Generic global diffusion for analytic uncoupled a priori unstable systems

TL;DR

This paper proves that in certain uncoupled Hamiltonian systems with a small perturbation, there exist orbits where the momentum variable can change by any amount, demonstrating a form of global diffusion independent of the perturbation size.

Contribution

It introduces a new geometric method to establish global diffusion in uncoupled a priori unstable Hamiltonian systems with generic analytic perturbations.

Findings

Existence of orbits with arbitrarily large momentum change

Diffusion occurs independently of perturbation size and specific perturbation form

Constructive geometric approach based on Poincaré functions and scattering maps

Abstract

We show that given a general uncoupled a priori unstable Hamiltonian \[ \frac12 p^2 + V(q) + G(I) + \epsilon h(p, q, I, \varphi, t), \] where $h$ is a generic Ma\~n\'e analytic function and $\epsilon$ is small enough, there is an orbit for which the momentum $I$ changes by any arbitrarily prescribed value.
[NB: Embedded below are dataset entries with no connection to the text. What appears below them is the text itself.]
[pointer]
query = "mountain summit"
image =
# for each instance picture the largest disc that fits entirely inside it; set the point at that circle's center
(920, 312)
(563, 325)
We call this phenomenon as global diffusion since the size of the change in $I$ is independent of both $\epsilon$ and $h$. The fact that the pendulum and rotor variables are uncoupled is used essentially in our proof. The proof is based on simple and constructive geometrical methods, carefully studying the reduced Poincar\'e functions of the problem which generate the corresponding scattering maps.